Due attentati contro le ferrovie trentine e un terzo episodio che con buona probabilità è riconducibile alla stessa mano incendiaria. Ieri l’alzabandiera ha ufficialmente aperto l’incontro che promette di portare a Trento seicentomila persone per l’adunata nazionale degli alpini, dove domani è atteso il Presidente della Repubblica Sergio Mattarella. Al momento non ci sono state rivendicazioni ma è difficile ipotizzare che l’evento e gli attentati non siano collegati.
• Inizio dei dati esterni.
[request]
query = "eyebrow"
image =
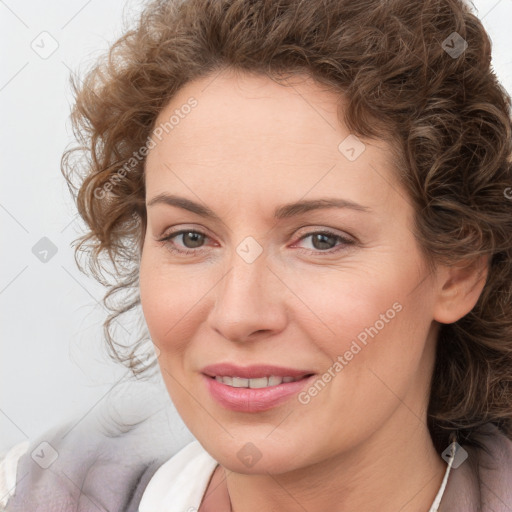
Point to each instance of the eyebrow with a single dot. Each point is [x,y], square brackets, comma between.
[282,212]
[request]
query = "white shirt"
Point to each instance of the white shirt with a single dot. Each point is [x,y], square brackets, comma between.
[177,486]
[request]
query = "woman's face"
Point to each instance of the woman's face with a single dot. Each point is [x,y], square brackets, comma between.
[339,292]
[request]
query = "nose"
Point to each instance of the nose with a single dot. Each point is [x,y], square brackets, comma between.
[249,302]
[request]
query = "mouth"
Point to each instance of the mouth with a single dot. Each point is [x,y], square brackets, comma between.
[257,383]
[241,390]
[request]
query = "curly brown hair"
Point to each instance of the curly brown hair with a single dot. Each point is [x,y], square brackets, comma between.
[415,72]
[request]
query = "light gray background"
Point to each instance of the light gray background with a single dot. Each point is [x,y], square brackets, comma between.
[53,366]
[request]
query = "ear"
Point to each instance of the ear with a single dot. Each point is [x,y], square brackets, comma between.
[458,289]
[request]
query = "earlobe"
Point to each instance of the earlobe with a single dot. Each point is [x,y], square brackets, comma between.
[459,287]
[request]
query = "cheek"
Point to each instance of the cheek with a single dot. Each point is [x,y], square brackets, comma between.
[172,301]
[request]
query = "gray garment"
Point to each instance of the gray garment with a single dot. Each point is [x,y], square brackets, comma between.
[105,460]
[109,472]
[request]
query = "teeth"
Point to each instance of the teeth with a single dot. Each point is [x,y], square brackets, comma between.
[260,382]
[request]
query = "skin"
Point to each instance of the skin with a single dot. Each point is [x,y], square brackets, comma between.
[250,146]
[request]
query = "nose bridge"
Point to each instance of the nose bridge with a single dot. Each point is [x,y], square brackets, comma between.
[247,299]
[246,283]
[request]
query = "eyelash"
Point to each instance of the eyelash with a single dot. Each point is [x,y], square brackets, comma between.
[167,241]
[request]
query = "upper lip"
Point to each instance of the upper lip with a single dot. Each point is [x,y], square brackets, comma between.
[253,371]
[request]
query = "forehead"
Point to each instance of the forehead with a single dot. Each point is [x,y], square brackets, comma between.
[250,131]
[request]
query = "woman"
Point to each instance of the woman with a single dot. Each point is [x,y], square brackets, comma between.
[311,203]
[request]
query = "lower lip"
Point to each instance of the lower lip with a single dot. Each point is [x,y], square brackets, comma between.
[254,399]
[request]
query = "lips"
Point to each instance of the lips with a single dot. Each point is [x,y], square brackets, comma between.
[249,399]
[253,371]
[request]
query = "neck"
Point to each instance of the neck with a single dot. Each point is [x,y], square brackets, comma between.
[406,464]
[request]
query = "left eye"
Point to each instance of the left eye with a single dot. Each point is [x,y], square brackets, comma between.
[320,239]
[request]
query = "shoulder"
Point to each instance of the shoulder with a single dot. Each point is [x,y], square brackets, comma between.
[481,480]
[102,461]
[181,482]
[8,467]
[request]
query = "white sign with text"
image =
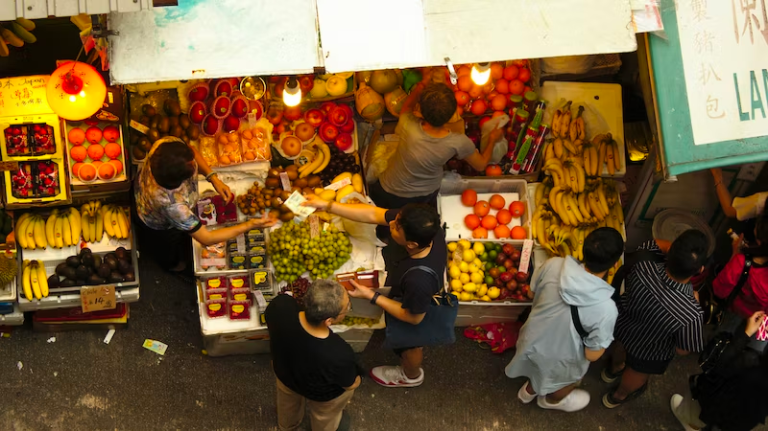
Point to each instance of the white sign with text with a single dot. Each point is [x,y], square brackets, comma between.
[724,47]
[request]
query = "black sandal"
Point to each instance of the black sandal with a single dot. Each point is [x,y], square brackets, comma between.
[610,402]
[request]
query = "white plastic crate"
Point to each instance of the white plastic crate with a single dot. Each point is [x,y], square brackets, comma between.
[453,212]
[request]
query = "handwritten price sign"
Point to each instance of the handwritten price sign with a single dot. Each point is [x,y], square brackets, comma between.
[95,298]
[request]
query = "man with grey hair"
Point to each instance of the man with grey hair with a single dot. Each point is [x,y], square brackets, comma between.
[313,365]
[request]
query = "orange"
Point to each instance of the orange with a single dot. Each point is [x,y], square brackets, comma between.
[482,208]
[518,232]
[113,150]
[106,171]
[95,151]
[501,231]
[503,216]
[87,172]
[489,222]
[78,153]
[497,202]
[517,208]
[480,233]
[469,197]
[471,221]
[118,165]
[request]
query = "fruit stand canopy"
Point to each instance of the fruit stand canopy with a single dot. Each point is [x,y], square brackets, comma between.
[219,38]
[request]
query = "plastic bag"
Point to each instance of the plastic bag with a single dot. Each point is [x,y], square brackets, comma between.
[500,149]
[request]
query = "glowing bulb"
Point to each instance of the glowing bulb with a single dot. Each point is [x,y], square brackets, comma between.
[481,73]
[292,92]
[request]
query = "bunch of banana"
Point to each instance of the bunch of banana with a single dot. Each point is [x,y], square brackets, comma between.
[63,228]
[93,221]
[320,160]
[34,280]
[30,232]
[15,33]
[608,150]
[116,221]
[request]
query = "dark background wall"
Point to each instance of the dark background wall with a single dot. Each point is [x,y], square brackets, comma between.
[57,39]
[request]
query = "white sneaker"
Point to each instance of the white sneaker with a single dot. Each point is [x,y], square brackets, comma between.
[674,404]
[575,401]
[524,396]
[393,376]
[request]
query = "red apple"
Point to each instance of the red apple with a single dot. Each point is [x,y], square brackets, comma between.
[314,117]
[328,133]
[521,277]
[306,83]
[292,113]
[344,141]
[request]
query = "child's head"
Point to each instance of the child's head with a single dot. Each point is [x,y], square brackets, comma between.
[687,254]
[602,248]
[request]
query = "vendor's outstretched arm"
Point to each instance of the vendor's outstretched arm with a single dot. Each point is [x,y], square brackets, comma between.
[357,212]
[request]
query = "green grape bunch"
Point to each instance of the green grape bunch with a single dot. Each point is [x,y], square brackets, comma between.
[293,251]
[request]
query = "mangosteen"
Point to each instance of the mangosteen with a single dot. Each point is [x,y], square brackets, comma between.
[82,272]
[104,270]
[121,253]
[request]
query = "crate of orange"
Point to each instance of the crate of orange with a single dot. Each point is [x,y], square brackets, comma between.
[485,210]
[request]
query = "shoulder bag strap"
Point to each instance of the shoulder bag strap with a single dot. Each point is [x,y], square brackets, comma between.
[742,281]
[577,322]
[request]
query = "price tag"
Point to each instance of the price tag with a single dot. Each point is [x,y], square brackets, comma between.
[525,256]
[140,127]
[9,166]
[285,181]
[339,184]
[314,226]
[95,298]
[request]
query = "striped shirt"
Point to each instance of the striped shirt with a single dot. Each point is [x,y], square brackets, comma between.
[658,314]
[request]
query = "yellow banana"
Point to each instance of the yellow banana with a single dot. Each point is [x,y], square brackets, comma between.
[99,227]
[58,232]
[75,224]
[42,279]
[39,233]
[26,281]
[34,281]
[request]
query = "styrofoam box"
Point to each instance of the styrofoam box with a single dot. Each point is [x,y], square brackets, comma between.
[453,212]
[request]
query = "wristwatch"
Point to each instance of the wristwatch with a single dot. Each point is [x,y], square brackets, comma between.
[375,297]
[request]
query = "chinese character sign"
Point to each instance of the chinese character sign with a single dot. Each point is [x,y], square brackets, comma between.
[725,58]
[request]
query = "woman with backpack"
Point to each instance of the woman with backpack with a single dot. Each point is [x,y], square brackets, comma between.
[750,262]
[732,395]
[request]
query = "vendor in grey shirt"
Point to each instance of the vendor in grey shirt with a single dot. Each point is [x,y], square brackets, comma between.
[416,169]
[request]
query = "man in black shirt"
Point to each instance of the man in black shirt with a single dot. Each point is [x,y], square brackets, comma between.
[417,241]
[310,361]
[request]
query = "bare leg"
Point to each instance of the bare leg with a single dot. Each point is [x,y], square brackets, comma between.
[411,360]
[631,381]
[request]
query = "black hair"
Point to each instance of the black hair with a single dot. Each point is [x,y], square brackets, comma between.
[171,163]
[420,223]
[437,104]
[687,254]
[602,248]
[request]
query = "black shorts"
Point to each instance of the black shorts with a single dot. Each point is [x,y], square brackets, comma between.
[646,366]
[399,352]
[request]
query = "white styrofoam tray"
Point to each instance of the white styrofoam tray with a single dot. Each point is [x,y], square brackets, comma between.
[603,111]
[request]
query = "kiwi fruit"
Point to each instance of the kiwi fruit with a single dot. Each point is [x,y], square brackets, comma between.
[184,121]
[138,153]
[193,131]
[164,125]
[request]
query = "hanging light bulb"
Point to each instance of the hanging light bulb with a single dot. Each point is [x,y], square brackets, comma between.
[292,92]
[75,91]
[481,73]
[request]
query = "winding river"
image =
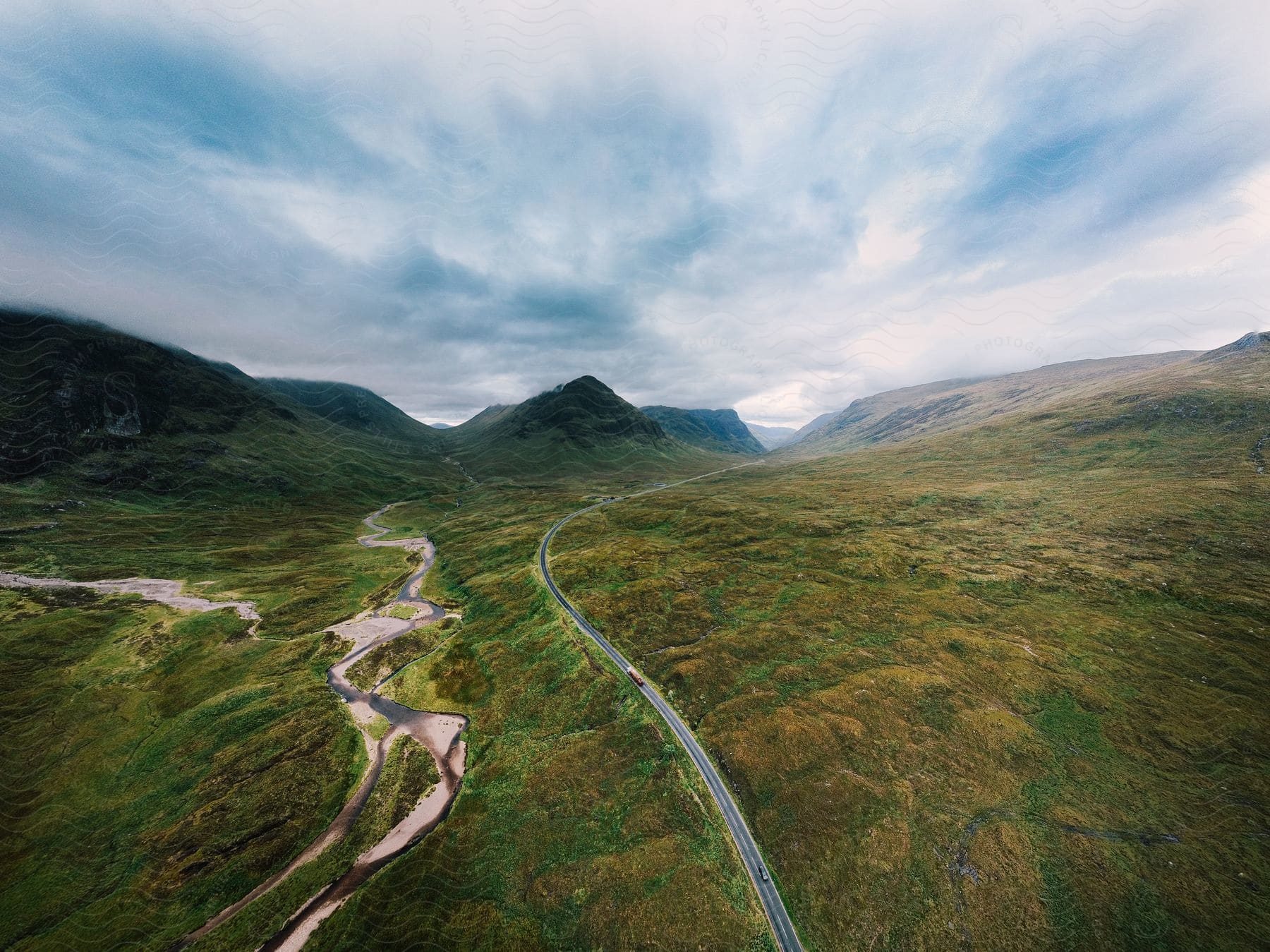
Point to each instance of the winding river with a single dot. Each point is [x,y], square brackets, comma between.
[438,733]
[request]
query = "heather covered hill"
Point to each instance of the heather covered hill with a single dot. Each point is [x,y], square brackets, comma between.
[576,426]
[946,404]
[97,407]
[1008,677]
[709,428]
[771,436]
[356,409]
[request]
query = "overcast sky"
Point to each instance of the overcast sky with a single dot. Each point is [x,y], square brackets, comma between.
[773,206]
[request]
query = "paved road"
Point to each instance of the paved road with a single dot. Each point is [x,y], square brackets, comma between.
[782,928]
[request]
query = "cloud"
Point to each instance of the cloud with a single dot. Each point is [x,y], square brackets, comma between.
[705,204]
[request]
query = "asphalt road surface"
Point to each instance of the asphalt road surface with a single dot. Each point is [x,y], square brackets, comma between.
[782,928]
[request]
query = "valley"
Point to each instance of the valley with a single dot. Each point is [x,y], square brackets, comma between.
[979,673]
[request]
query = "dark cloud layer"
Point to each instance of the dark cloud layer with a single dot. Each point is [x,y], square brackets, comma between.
[700,206]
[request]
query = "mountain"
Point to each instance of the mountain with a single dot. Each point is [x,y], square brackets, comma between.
[1079,580]
[803,433]
[579,423]
[353,407]
[771,436]
[709,428]
[946,404]
[93,406]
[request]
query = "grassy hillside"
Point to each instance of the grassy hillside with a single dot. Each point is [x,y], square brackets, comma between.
[948,404]
[718,430]
[356,409]
[771,436]
[1001,687]
[581,426]
[160,764]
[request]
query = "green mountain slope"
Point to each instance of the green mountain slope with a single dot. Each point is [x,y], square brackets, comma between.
[946,404]
[356,409]
[93,407]
[709,428]
[771,436]
[1009,677]
[577,426]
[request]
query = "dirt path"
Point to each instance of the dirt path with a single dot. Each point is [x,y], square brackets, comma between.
[438,733]
[150,589]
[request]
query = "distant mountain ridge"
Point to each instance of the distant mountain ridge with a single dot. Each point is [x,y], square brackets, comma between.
[895,416]
[709,428]
[97,406]
[353,407]
[120,411]
[771,436]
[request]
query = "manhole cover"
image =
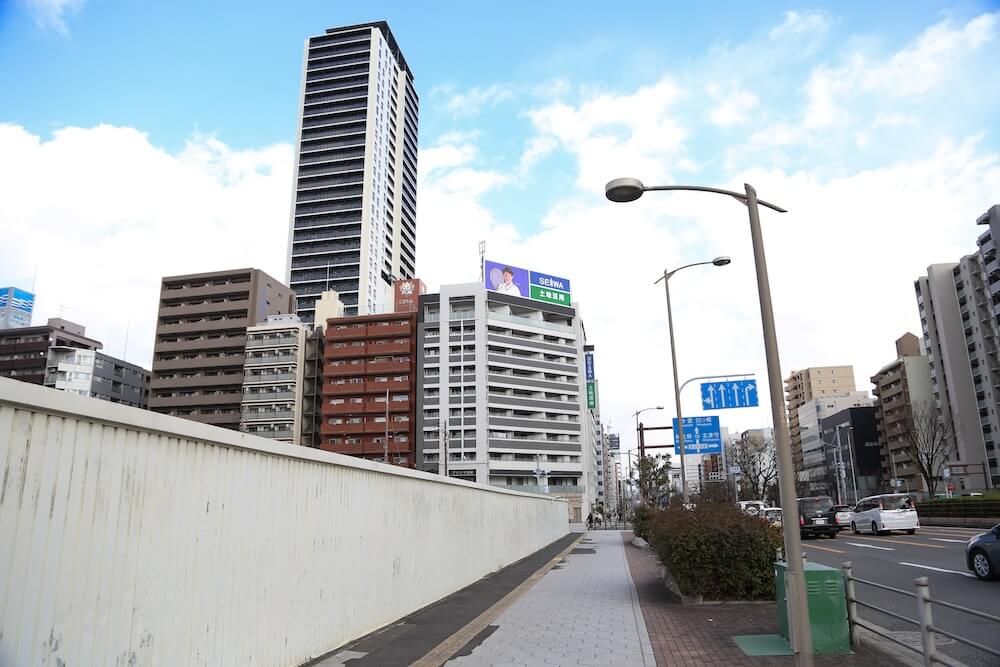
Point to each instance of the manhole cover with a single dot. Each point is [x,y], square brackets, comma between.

Prima le proteste dei sudtirolesi: a loro avviso era opportuno scegliere una data diversa dal centenario della Prima guerra mondiale, che coincide con l’entrata del Trentino nel Regno d’Italia. Poi a puntare il dito contro gli alpini sono stati alcuni studenti di Sociologia che hanno occupato la facoltà. Un comune sentire, quello tra sudtirolesi e studenti anarchici, del tutto inedito. «Alpini assassini» recitava un foglio appeso sulle colonne dell’Ateneo. Dello stesso calibro le scritte apparse lunedì mattina in via Mazzini, dove qualcuno si è spinto oltre aggiungendo ad «alpini assassini» anche «alpini stupratori». Giovedì notte c’erano state le sassaiole contro le vetrine dei negozi che vendono gadget dell’adunata. Il campanello d’allarme era invece suonato con la scomparsa dei tricolori e i furti degli striscioni. Ora però è sotto gli occhi di tutti il «salto di qualità» con il passaggio dai danneggiamenti agli attentati.

 

I sabotaggi ai dispositivi che controllano la circolazione ferroviaria sono avvenuti sulla linea del Brennero e sulla Valsugana (alla galleria Albi e a Caldonazzo). In tutti e tre i casi si sarebbe trattato di incendi dolosi. Episodi, su cui indaga la Digos di Trento, che hanno spinto anche due parlamentari veneti, Dario Bond (Forza Italia) e Massimo Bitonci (Lega), ad annunciare un’interrogazione parlamentare in relazione anche all’occupazione della sede di Sociologia. «Quella che protesta è una minoranza rumorosa – spiegano dal quartiere generale degli Alpini –, l’accoglienza in città è all’altezza delle aspettative, le cerimonie commoventi di oggi sono la nostra risposta a queste persone». I treni erano il mezzo di trasporto suggerito per raggiungere Trento. Il potenziamento dei convogli è stato massiccio (nelle tratte la copertura è stata aumentata di 11mila chilometri di percorrenza). Il viaggio tranquillo su rotaia si è tuttavia trasformato per più di qualcuno in una giornata di attesa al binario. Lastampa Franco, che a Bassano del Grappa (due ore di treno da Trento) dove è sceso per cambiare, ha capito che per mezzo pomeriggio potrà solo aspettare: «Non ci fossero stati gli Alpini, chissà se chi protesta oggi avrebbe avuto la possibilità di farlo».